The Introduction of Biomarkers into Clinical Practice
The “solitude of the pathologist” ended with the introduction into clinical practice of a new generation of drugs targeting specific genes and molecular pathways, combined with cellular/tissue biomarkers, which would allow caregivers to foresee the patient's response to those expensive drugs.6,7 The introduction of new genetic therapies has demanded a reevaluation of pathologic diagnoses as the backbone of therapeutic decision-making and not merely confirmation of clinical hypotheses.
For example, advanced patients with colorectal cancer, who are eligible for anti-epidermal growth factor receptor (anti-EGFR) therapy, should undergo “extended” RAS mutational testing.8 Moreover, DNA mismatch repair status has been recommended for all patients with colorectal cancer to investigate for possible Lynch syndrome. Notably, the pathologic diagnostic report should provide all such information.8–10 In a similar manner, the EGFR/ALK (anaplastic lymphoma kinase)/ROS1 (and in some instances, MET and KRAS) status may be assessed in lung adenocarcinomas at diagnosis of an advanced disease, at recurrence, or in patients with an early stage (ie, stages I–III) disease who undergo surgical resection.11 The BRAF (NRAS and KIT) status may be tested in metastatic malignant melanoma,12 the KIT/PDGFRA mutations in gastrointestinal stromal tumors,13 the somatic BRCA1/2 status in ovarian cancers,14 and the 1p/19q codeletion, MGMT promoter methylation, and mutation in IDH1/2 genes in brain tumors.15 Furthermore, the targeting of immune checkpoints has led to the use of novel biomarkers (primarily the programmed death ligand-1 [PD-L1] immunohistochemical assessment) in many different tumors.16
Although traditional pathologists remain wary of this complex molecular background, several years ago, morphological classification was completely replaced by molecular classification in breast cancers.17 Following initial difficulties in standardizing the assessment of the new biomarkers,18 the proliferation index MIB1, estrogen/progesterone receptor status, and HER2 (human epidermal growth factor receptor 2) became mandatory in a breast cancer pathologic report.
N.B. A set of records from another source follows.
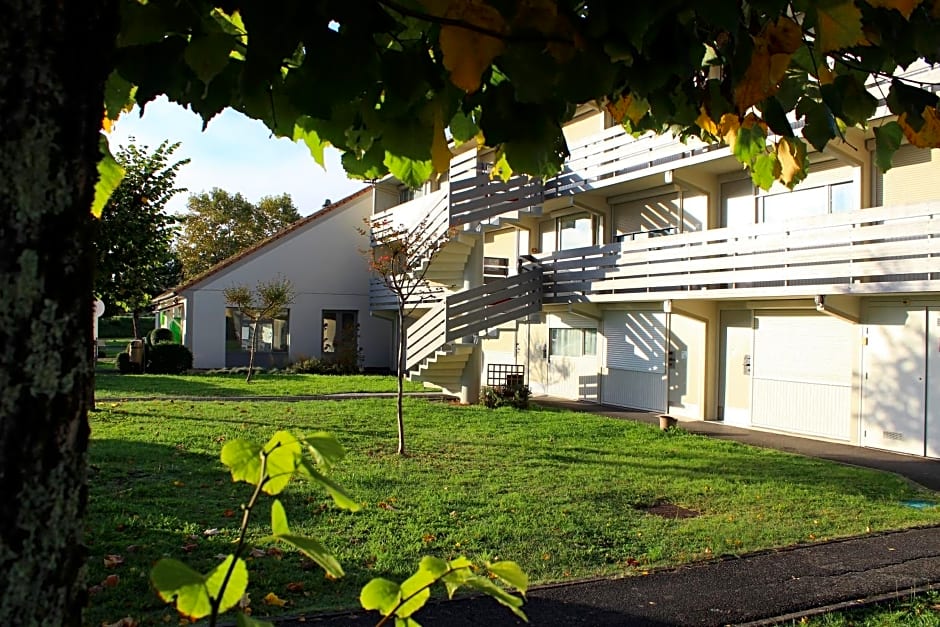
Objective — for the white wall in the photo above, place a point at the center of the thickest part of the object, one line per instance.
(324, 262)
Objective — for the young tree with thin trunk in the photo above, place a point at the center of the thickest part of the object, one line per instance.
(400, 258)
(266, 300)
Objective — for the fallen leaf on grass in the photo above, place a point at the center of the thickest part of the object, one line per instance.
(273, 599)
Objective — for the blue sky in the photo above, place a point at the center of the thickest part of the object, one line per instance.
(236, 154)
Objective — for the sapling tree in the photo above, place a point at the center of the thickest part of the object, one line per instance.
(400, 257)
(267, 299)
(270, 469)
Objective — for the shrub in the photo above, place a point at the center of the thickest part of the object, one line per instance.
(125, 365)
(169, 358)
(161, 335)
(515, 395)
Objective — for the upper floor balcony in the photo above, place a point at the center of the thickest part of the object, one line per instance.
(868, 251)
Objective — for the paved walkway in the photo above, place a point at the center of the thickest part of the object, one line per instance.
(759, 589)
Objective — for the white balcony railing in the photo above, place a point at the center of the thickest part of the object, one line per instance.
(869, 251)
(614, 155)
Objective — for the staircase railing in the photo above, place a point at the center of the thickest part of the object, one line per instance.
(493, 304)
(426, 335)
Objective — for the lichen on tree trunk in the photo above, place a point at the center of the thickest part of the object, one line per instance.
(56, 57)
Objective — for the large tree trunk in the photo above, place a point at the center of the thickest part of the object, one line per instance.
(56, 56)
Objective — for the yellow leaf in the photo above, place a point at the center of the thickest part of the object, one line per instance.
(838, 26)
(728, 128)
(440, 151)
(467, 53)
(904, 7)
(706, 123)
(791, 153)
(628, 107)
(929, 134)
(273, 599)
(773, 48)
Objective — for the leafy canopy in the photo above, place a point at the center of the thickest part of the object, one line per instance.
(134, 237)
(382, 80)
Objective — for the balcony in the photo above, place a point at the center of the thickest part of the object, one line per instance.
(870, 251)
(613, 156)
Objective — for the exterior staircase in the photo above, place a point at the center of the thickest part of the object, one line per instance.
(448, 319)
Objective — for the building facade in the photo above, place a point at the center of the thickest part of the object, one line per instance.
(652, 274)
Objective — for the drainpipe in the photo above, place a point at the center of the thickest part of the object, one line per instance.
(667, 309)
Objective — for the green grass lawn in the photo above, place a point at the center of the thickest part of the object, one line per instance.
(561, 493)
(114, 385)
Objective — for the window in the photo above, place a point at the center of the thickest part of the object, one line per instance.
(273, 333)
(807, 202)
(340, 334)
(572, 342)
(572, 231)
(495, 268)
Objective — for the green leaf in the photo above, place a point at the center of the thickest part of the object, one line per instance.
(279, 524)
(284, 455)
(207, 55)
(369, 166)
(504, 598)
(340, 497)
(417, 590)
(764, 170)
(463, 128)
(234, 588)
(887, 141)
(308, 546)
(775, 117)
(244, 620)
(380, 594)
(174, 580)
(110, 175)
(820, 125)
(243, 459)
(304, 131)
(511, 574)
(118, 95)
(409, 171)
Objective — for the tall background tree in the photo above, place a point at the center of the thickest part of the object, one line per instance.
(220, 225)
(381, 81)
(136, 259)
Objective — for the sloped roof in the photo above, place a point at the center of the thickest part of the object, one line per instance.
(251, 250)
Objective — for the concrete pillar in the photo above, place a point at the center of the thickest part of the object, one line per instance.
(473, 371)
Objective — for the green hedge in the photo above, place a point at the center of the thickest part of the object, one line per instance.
(123, 326)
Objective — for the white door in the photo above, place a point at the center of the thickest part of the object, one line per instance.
(802, 371)
(734, 374)
(894, 379)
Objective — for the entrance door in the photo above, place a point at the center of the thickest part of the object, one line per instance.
(894, 379)
(734, 373)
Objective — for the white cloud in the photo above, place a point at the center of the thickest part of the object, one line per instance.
(236, 154)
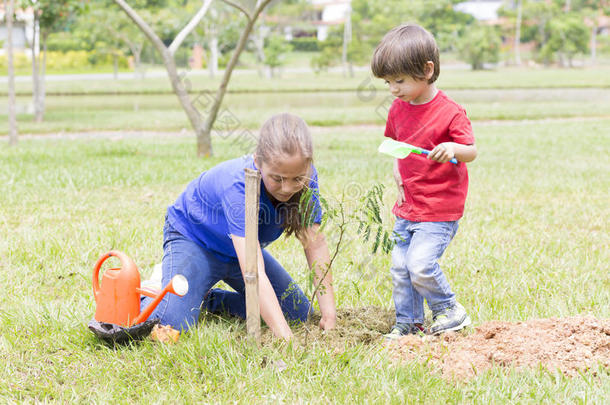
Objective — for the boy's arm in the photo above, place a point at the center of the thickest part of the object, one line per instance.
(444, 152)
(398, 180)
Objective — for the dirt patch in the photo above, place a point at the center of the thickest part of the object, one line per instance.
(354, 326)
(569, 345)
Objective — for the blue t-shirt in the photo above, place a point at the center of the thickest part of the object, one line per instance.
(213, 207)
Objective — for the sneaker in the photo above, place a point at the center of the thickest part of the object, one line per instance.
(403, 329)
(449, 319)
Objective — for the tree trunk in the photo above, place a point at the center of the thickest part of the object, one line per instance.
(41, 84)
(594, 44)
(12, 114)
(347, 37)
(191, 112)
(115, 66)
(204, 142)
(259, 44)
(518, 33)
(35, 75)
(213, 61)
(202, 130)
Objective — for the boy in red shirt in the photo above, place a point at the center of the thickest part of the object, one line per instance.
(431, 192)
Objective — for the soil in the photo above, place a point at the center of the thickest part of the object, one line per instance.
(570, 345)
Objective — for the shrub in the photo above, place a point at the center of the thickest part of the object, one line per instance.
(305, 44)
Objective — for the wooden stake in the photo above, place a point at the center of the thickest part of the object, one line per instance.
(253, 321)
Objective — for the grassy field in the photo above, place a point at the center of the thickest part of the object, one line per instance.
(163, 112)
(533, 243)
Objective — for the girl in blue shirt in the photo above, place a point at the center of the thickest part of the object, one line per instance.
(204, 234)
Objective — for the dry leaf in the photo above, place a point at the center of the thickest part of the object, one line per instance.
(164, 334)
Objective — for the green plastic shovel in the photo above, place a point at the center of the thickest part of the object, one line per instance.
(401, 150)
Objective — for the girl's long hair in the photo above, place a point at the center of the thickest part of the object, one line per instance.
(287, 135)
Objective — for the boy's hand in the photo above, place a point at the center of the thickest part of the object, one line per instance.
(328, 322)
(398, 180)
(443, 152)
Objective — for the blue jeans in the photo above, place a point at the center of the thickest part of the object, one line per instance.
(415, 271)
(203, 270)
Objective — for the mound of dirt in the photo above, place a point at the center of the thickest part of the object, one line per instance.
(566, 344)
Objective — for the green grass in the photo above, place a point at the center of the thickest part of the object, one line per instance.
(533, 243)
(249, 81)
(163, 112)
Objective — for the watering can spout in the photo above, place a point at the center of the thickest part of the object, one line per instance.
(178, 286)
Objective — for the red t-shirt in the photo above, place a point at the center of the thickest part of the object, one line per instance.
(433, 191)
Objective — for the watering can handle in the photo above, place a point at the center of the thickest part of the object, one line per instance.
(96, 270)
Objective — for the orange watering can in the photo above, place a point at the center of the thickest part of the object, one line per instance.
(118, 298)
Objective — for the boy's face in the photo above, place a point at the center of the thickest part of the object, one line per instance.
(410, 90)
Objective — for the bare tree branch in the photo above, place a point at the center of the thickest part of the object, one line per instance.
(146, 29)
(189, 27)
(240, 8)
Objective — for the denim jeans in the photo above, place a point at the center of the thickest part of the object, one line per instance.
(415, 271)
(203, 270)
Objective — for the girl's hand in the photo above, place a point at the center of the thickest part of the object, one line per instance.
(443, 152)
(328, 322)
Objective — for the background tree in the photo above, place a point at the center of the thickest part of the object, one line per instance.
(480, 45)
(12, 114)
(202, 127)
(276, 48)
(49, 16)
(568, 36)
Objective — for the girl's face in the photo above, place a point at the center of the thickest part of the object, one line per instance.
(285, 176)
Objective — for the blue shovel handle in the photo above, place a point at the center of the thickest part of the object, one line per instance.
(427, 152)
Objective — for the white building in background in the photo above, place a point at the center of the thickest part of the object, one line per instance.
(329, 13)
(482, 10)
(23, 30)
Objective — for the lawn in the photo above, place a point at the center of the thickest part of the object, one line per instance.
(162, 112)
(533, 243)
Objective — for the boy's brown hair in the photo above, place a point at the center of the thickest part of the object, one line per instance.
(405, 50)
In short, the molecular revolution has barely begun, and the necessity of morphomolecular diagnoses will continue to increase.
Notably, many promising biomarkers have not been implemented into routine pathology because of inaccurate assessment and preservation of the cytologic/histologic biospecimens, significantly affecting their clinical indication.19–25 This experience has pinpointed the compelling prerequisite for the increasing involvement of pathologists in biomarker research and development. In fact, the morphological and molecular evaluations of a biospecimen are not mutually exclusive, but complementary,26 and pathologists are the only people capable of piecing together the morphological, molecular, and clinical features of each case of disease.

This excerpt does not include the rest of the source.